Talk about a chance encounter. It was a megawatt group of Masters of the Media Universe, and what they might have been plotting is anybody's guess. In any case, there they were-AOL Time Warner's chairman Steve Case, CEO Jerry Levin, the company's co-chief operating officer Richard Parson and Chief Financial Officer Mike Kelly-assembled all at once in the 29th-floor executive sanctum of the world's media behemoth.

Nothing unusual there, except maybe that Case had ventured up to the newly combined AOL Time Warner's New York head quarters from Dulles, Va., where he has elected to keep his office.

No, the noteworthy aspect of this Feb. 7 gathering lay in the identity of the guest they'd just finished meeting with: none other than the King of Media Dealmakers, Liberty Media boss John Malone.

This mogulfest has lots of potentially monumental media stuff to discuss-megasize assets to split up, subdivide or cobble together-as well an array of friends and foes to conspire with and against.

This mogulfest has lots of potentially monumental media stuff to discuss-megasize assets to split up, subdivide or cobble together-as well an array of friends and foes to conspire with and against. Perhaps they were swapping insights about the latest ambitions of Rupert Murdoch, chief of News Corp, who is reportedly close to completing a deal to merge his global satellite-TV business with General Motors' Hughes Electronics and its DirecTV business-a reported $70 billion transaction. After all, Malone and AOL Time Warner each have a direct interest in the outcome. For one thing, Malone is reportedly participating in the satellite-TV deal. (GM firmly denied a deal with Murdoch and says it is still negotiating to sell Hughes to other unnamed parties). AOL, meanwhile, was once reported to have been considering a bid for DirecTV, in which it purchased a 5 percent stake long before acquiring Time Warner.

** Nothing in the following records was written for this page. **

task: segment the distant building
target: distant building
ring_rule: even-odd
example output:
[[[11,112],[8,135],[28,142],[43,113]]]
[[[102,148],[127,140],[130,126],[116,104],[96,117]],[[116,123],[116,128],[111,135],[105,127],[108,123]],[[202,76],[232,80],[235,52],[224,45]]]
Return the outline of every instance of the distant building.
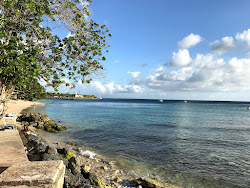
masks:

Then again, maybe Case and his AOL Time Warner colleagues were simply briefing Malone, one of the company's largest shareholders, on AOL Time Warner's emerging strategy. These days, the execs appear to be briefing everybody in sight, from reporters to Wall Street analysts to cable executives. Malone, a master strategist, could benefit immensely from first-hand knowledge of where AOL Time Warner may be headed. Malone holds stakes in media and communications powerhouses ranging from Murdoch's News Corp. to Vivendi Seagram. There's dealmaking opportunity between any of those companies and AOL Time Warner. Or Malone could be trying to broker an arrangement between AOL Time Warner and AT&T, of which he is also a major shareholder.

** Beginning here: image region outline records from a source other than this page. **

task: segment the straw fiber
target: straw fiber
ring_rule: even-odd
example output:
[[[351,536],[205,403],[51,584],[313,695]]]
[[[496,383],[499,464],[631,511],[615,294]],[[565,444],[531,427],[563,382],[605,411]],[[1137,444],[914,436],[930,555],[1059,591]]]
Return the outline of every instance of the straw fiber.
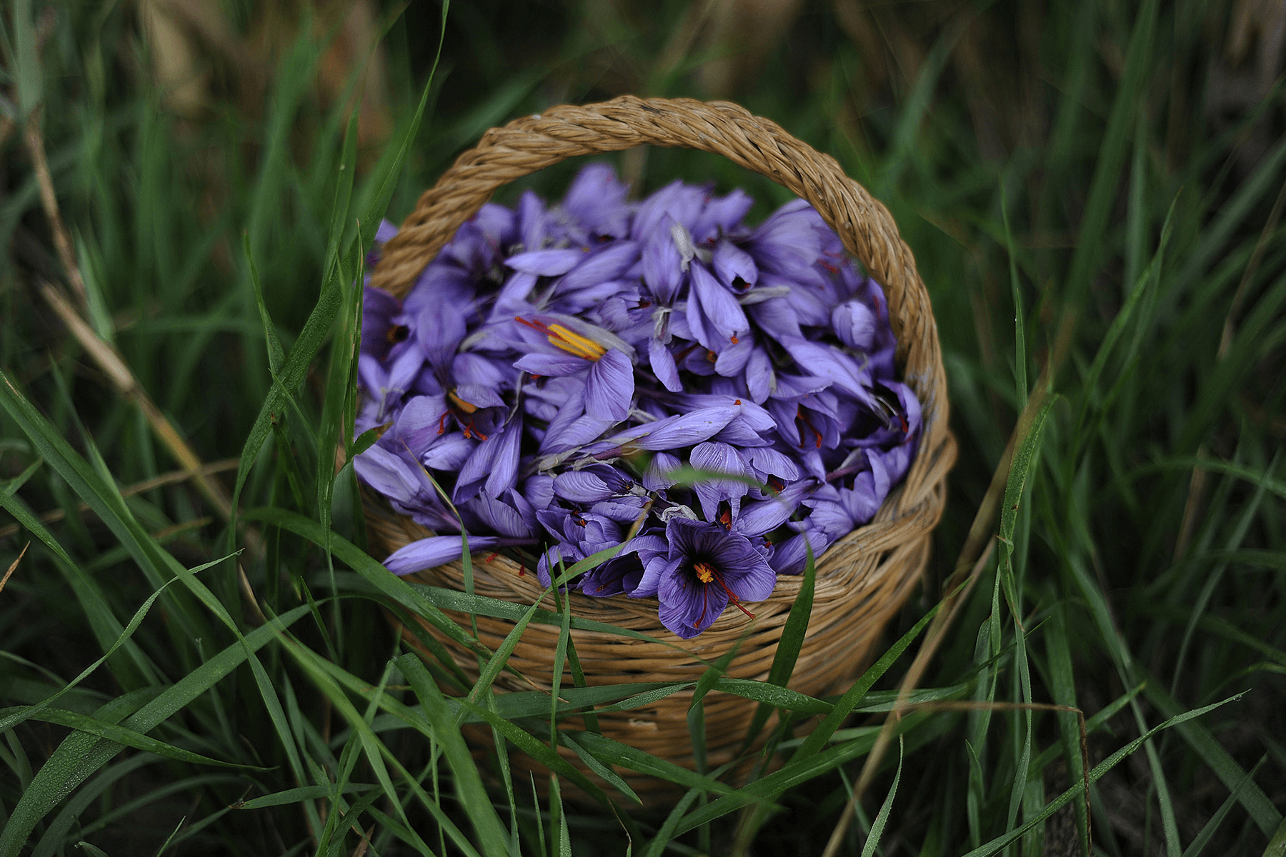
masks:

Currently, AT&T and AOL Time Warner are trying to reach an agreement under which the latter would re-acquire the 25 percent stake that AT&T owns in AOL Time Warner's massive cable operations, HBO and Warner Bros. studio. AT&T and AOL Time Warner are obliged to separate this aspect of their close ties by government mandate.

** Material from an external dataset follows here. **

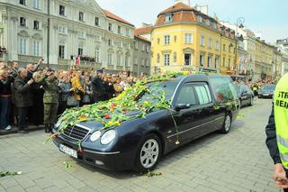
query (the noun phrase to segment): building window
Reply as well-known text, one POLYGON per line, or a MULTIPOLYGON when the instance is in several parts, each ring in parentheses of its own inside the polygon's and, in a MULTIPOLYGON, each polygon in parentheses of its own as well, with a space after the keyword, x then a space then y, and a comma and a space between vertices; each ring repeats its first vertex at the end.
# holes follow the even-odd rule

The meeting broke up around 3 p.m., which suggests that maybe they all had simply socialized over turkey sandwiches, chitchatting amiably about how the new Republican FCC Chairman Michael Powell (son of Colin) plans to pretty much give moguls like themselves a free hand in the marketplace. Whatever their topic, none of the suddenly-media-shy barons seemed anxious to discuss their discussions. "You'd better run," Levin told Malone. "The press is here."